Professor, Faculty of Science - Computing Science
- Dipl.-Ing., Technical Mathematics, Graz University of Technology, Austria, 1989
- Ph.D., Computer Science, ETH Zurich, Switzerland, 1995
Algorithms, artificial intelligence, heuristic search, computer games, automated planning, knowledge engineering, machine learning, combinatorial game theory, computer Go.
Powerful modern heuristic search programs rely on 3+1 foundations: 1. a search algorithm, 2. the domain knowledge used for building evaluation functions and search control, and 3. simulation techniques that are used to explore many possible trajectories of possible action sequences.
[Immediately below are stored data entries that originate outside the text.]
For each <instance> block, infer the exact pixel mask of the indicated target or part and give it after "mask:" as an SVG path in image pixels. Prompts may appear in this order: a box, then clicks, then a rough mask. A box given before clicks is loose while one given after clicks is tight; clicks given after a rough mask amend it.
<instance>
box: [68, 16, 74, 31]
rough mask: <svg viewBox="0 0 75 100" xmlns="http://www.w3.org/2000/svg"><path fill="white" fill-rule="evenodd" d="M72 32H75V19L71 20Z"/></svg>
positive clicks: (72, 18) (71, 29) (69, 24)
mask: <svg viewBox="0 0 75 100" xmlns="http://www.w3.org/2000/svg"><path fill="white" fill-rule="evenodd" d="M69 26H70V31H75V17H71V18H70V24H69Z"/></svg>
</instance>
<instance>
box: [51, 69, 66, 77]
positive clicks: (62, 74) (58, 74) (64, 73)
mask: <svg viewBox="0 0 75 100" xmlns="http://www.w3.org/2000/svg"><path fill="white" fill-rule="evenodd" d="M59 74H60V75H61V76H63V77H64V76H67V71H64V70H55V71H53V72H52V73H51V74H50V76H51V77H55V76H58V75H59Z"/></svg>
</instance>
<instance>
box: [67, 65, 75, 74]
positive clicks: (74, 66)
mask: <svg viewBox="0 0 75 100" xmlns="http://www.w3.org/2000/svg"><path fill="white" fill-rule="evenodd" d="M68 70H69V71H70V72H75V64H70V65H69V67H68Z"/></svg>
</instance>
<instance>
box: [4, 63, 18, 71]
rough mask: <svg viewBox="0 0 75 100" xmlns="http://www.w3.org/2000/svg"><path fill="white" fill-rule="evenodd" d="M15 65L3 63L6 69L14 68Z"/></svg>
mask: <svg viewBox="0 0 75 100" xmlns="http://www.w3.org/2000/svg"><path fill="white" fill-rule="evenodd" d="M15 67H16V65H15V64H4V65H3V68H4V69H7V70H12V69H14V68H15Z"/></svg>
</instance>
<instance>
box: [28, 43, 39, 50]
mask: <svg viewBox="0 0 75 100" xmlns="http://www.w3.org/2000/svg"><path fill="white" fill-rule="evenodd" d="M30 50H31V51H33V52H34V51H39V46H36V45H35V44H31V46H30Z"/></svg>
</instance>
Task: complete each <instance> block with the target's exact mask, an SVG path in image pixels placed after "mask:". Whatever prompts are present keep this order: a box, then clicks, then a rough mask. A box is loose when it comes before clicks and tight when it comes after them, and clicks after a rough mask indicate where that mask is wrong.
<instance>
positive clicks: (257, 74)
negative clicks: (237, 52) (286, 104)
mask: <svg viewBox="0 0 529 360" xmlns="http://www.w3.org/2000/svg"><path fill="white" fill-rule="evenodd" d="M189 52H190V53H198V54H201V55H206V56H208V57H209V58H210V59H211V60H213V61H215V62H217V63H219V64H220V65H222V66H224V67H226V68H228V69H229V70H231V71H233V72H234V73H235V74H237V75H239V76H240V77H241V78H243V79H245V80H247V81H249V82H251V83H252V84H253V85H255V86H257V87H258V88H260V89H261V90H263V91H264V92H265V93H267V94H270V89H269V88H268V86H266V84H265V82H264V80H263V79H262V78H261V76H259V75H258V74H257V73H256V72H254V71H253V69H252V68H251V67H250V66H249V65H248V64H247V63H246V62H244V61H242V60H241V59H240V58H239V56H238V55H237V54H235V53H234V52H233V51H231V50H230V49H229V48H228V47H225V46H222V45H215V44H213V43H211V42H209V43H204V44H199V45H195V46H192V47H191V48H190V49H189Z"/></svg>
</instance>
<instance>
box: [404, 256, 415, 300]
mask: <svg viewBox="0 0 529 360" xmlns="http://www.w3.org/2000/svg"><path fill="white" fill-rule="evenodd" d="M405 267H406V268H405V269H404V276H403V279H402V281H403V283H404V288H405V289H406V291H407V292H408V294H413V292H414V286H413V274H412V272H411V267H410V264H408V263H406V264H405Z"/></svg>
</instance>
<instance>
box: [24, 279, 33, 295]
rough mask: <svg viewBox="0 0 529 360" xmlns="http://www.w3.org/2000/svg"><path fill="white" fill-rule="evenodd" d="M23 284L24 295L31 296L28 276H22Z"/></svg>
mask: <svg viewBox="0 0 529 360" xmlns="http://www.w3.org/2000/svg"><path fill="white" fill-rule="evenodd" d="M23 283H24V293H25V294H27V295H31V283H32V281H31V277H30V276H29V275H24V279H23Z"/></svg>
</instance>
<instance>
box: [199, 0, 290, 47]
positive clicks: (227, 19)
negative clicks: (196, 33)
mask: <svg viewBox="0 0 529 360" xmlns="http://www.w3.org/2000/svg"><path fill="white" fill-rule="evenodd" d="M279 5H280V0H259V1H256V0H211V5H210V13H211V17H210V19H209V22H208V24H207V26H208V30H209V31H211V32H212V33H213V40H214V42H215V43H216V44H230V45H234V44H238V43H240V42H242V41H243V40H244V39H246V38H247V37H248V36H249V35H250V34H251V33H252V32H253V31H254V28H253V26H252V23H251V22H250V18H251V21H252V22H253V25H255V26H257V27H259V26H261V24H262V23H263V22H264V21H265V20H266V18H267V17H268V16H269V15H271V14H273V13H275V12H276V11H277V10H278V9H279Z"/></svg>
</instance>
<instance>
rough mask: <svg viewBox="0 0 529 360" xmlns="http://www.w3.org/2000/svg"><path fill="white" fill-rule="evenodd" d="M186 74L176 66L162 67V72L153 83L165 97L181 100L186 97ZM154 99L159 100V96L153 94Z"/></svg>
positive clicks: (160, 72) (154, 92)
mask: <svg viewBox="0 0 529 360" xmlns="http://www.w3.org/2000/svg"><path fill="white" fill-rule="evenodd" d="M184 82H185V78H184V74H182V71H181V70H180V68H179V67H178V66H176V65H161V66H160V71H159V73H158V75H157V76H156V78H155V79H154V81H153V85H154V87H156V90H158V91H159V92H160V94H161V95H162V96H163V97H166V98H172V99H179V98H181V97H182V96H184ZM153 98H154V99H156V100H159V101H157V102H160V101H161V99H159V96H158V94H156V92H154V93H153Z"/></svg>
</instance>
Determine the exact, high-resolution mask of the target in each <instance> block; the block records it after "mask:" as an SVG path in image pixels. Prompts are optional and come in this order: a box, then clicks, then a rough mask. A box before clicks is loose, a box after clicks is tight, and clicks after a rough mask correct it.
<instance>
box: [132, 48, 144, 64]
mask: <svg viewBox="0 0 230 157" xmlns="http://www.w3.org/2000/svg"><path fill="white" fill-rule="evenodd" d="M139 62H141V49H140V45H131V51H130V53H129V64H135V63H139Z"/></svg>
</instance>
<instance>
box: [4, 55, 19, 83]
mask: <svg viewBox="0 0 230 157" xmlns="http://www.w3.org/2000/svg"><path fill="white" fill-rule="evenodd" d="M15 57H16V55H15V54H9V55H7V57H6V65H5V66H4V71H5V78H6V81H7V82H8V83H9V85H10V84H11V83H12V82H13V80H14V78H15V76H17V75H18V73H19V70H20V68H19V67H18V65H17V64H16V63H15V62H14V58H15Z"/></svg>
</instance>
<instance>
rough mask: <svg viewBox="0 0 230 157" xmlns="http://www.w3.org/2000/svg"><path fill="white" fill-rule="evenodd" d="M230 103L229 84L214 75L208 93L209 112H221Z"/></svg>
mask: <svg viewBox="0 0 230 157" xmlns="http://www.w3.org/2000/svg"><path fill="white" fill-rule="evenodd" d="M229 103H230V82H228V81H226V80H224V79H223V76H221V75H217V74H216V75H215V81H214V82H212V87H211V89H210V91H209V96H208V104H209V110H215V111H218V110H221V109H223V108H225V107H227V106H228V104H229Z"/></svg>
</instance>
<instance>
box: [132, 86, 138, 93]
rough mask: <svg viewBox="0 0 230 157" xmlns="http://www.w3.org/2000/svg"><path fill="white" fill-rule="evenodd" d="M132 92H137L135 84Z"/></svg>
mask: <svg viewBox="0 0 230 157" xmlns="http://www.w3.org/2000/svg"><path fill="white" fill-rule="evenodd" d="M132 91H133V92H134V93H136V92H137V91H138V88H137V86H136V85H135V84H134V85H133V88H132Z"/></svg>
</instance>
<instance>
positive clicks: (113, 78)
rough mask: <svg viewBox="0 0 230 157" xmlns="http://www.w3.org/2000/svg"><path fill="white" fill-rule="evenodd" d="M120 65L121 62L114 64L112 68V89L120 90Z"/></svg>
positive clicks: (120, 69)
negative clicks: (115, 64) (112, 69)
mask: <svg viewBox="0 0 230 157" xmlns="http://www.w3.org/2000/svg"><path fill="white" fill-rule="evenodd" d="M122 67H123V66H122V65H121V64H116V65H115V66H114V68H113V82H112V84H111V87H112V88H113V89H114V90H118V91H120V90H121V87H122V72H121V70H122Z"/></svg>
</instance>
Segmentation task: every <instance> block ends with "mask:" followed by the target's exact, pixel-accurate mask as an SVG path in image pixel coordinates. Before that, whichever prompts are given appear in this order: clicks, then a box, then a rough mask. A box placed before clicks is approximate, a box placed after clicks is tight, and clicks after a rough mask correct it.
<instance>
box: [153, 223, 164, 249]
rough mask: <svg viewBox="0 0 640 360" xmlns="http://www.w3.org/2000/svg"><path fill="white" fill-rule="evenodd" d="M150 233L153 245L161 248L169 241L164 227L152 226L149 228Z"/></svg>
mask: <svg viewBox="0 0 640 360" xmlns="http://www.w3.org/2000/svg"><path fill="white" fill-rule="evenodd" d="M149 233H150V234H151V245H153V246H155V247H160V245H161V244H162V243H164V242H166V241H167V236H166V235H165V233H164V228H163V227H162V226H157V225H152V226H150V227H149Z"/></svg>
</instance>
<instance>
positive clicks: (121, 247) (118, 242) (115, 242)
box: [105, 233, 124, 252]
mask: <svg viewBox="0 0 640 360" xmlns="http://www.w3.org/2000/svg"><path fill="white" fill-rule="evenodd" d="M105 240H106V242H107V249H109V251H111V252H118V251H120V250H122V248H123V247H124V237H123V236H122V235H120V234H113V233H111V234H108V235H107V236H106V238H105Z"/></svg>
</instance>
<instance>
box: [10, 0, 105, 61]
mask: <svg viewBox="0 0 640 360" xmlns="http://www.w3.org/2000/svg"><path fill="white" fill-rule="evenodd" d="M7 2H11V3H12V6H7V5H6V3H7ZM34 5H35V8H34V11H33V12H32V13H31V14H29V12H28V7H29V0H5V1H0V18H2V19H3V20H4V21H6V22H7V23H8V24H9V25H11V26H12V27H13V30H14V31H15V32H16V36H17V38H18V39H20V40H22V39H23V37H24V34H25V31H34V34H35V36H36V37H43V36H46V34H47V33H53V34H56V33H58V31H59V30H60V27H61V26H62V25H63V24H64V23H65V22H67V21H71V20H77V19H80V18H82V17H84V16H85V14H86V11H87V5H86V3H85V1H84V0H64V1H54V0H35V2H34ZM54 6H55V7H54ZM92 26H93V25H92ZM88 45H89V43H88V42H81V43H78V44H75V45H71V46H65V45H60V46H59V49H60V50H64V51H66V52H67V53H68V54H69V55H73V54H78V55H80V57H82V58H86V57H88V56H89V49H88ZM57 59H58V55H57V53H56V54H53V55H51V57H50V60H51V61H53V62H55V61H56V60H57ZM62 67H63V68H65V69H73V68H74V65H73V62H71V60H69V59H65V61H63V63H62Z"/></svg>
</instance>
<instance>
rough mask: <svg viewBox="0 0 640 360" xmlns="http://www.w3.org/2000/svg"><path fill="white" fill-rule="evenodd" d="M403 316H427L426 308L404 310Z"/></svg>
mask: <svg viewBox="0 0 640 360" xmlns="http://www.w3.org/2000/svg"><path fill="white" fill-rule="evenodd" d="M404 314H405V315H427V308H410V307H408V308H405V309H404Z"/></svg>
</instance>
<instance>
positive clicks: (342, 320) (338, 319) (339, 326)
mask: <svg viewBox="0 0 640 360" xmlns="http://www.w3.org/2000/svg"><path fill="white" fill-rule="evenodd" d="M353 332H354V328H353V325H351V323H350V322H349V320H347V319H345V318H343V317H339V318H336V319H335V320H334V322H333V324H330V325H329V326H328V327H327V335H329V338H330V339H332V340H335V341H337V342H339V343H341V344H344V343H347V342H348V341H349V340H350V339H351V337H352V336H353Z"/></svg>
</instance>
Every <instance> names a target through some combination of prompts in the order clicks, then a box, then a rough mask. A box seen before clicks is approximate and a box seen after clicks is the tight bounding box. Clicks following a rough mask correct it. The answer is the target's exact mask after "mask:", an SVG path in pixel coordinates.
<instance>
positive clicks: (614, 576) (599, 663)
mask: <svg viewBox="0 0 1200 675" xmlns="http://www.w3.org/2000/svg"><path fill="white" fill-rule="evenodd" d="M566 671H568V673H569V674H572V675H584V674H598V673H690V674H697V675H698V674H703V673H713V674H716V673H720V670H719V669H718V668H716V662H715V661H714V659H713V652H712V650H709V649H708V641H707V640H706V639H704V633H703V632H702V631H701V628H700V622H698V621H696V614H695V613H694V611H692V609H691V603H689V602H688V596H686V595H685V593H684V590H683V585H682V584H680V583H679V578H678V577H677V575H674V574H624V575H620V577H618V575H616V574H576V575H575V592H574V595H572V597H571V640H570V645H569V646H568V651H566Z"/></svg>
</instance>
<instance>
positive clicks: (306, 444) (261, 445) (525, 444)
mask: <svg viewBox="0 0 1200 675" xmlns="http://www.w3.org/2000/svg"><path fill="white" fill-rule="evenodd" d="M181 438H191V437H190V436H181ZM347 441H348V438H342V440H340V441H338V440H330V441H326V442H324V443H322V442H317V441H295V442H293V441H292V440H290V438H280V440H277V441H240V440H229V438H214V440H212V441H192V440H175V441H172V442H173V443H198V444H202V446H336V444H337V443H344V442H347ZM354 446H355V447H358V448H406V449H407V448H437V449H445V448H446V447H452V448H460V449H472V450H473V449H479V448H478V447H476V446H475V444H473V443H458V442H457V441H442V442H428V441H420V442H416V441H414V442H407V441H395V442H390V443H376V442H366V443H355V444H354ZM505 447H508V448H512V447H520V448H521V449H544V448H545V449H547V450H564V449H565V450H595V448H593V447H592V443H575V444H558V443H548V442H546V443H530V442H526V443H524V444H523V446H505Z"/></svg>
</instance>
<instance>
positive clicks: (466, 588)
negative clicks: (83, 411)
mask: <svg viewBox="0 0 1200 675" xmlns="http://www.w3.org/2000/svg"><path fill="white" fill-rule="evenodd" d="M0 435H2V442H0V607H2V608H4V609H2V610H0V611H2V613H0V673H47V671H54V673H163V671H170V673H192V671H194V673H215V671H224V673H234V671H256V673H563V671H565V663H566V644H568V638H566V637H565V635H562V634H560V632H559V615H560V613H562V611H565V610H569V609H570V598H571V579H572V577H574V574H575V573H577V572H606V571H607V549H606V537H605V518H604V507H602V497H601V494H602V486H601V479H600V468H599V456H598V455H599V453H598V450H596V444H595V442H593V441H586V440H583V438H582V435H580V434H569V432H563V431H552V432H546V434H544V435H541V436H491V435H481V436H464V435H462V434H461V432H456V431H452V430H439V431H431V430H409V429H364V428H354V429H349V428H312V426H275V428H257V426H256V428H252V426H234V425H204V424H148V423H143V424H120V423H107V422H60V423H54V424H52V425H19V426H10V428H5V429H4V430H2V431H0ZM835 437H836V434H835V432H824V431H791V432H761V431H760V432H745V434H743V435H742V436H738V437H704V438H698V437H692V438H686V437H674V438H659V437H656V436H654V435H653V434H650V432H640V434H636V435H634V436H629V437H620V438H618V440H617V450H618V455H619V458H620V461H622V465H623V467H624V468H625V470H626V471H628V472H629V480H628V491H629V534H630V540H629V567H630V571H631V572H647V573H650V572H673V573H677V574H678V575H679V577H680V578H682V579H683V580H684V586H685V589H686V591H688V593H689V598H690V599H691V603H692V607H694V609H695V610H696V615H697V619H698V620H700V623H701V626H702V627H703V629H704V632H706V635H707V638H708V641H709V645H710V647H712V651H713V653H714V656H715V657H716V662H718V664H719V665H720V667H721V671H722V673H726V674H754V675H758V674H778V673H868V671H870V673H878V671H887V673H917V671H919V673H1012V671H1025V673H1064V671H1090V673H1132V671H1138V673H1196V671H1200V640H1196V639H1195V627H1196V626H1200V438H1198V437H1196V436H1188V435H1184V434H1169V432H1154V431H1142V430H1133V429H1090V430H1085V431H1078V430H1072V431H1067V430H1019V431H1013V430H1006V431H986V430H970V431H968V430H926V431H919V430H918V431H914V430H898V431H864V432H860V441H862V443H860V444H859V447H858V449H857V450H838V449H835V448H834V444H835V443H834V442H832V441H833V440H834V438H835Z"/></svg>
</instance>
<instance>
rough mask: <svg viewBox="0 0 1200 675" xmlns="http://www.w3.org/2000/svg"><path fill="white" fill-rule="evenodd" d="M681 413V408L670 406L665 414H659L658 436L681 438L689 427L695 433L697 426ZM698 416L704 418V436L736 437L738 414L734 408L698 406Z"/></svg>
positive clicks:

The fourth foundation is machine learning, which is used on a large-scale to acquire domain knowledge.
The high-level goal of our research is to develop new theoretical and practical approaches which advance the performance of heuristic search techniques.
I have worked for thirty years on these research topics, focusing on game tree search, domain-independent planning, and algorithms for combinatorial games. One notable success of my research group is the development of the open source games software framework Fuego. In 2009, Fuego was the first program to beat a top level professional in an even game on the 9x9 Go board. Games programs based on the Fuego framework have won many major international competitions, including the Computer Olympiad and the UEC Cup. In our work in the field of AI planning we have developed a series of internationally successful planning systems based on macro learning and on Monte Carlo random walks. My group has numerous publications in top quality venues and major conferences in the fields of computer games, planning and general AI.
The first of two courses on algorithm design and analysis, with emphasis on fundamentals of searching, sorting, and graph algorithms. Examples include divide and conquer, dynamic programming, greedy methods, backtracking, and local search methods, together with analysis techniques to estimate program efficiency. Prerequisites: CMPUT 175 or 275 and CMPUT 272; one of MATH 100, 113, 114, 117, 134, 144, 154, or SCI 100.
When making decisions in games, computers rely on three main ideas: search, knowledge and simulations. Knowledge can be created by machine learning techniques and encoded in deep neural networks. Search and simulations help to understand the short and long-term consequences of possible actions. This course leads from basic concepts to state-of-the-art decision-making algorithms. Prerequisite: any 300-level Computing Science course.